Schwarz-Grün ist dennoch überzeugt, dass sich genügend Investoren finden werden: „Wir sprechen über gesicherte Erlöse bis ultimo“, entgegnet CDU-Fraktionsvize Jan Heinisch. „Niemand ist gezwungen, das zu machen.“Und fügt etwas versöhnlicher hinzu, dass die schwarzgrüne Landesregierung noch für dieses Frühjahr ein Werkstattgespräch plane, zu dem auch die Investorenseite eingeladen werden solle. Das Gesetz solle noch in diesem Jahr verabschiedet werden und werde wohl noch vor der Sommerpause ins Parlament eingebracht, sagt Heinisch.
Simmerath sei für ihn der Optimal-Fall, sagt er. Überall, wo es nicht so optimal sei, wolle man mit dem neuen Gesetz die Situation in die richtige Richtung schieben. Zugleich verspricht er, dass das Land ebenfalls seinen Beitrag leisten wolle und gezielt eine Vergabeoffensive für die landeseigenen Flächen, vielfach Wald, anschieben wolle. Auch dabei sollten vor allem die Kommunen vor Ort profitieren. Heinisch hofft, dass der Bund nachzieht und mit seinen Flächen ähnlich verfährt.
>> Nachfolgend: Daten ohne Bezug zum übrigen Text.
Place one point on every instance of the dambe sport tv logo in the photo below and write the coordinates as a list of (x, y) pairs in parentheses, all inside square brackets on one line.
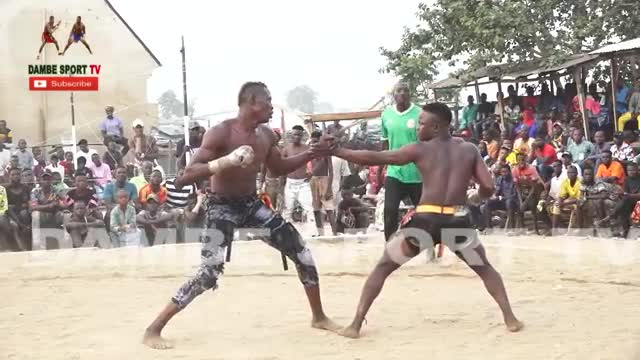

Neben den Klagen der Bürger spricht Heinisch noch ein weiteres Problem an: den Artenschutz. „Im Artenschutzrecht haben wir den absoluten Individuenschutz.“Das sei aber ein Problem. Projekte scheiterten dann am Kammmolch und am Feldhamster. „Wir müssen diese Absolutheit ein Stück weit aufbohren. Es gibt ein Ziel: den Erhalt eines Bestandes, aber der einzelne Rotmilan ist nicht maßgeblich. Artenschutz und nicht Einzeltierschutz, da wollen wir hin.“
Und Bürgermeister Goffart verlangt, dass die Genehmigungsverfahren deutlich entbürokratisiert werden müssten. Der Landesverband Erneuerbare Energien hatte kürzlich erst erklärt, dass die Verfahren im Schnitt sieben Jahre dauerten. Heinisch verspricht, dass das Land, wo immer es zuständig sei, Bürokratie abbauen wolle.
Für Schwarz-Grün drängt die Zeit. 1000 neue Windanlagen haben die Koalitionäre bis zum Ende der Legislaturperiode versprochen. Folgen nicht mehr Gemeinden dem Simmerather Beispiel, dürfte dieses Ziel unerreichbar sein.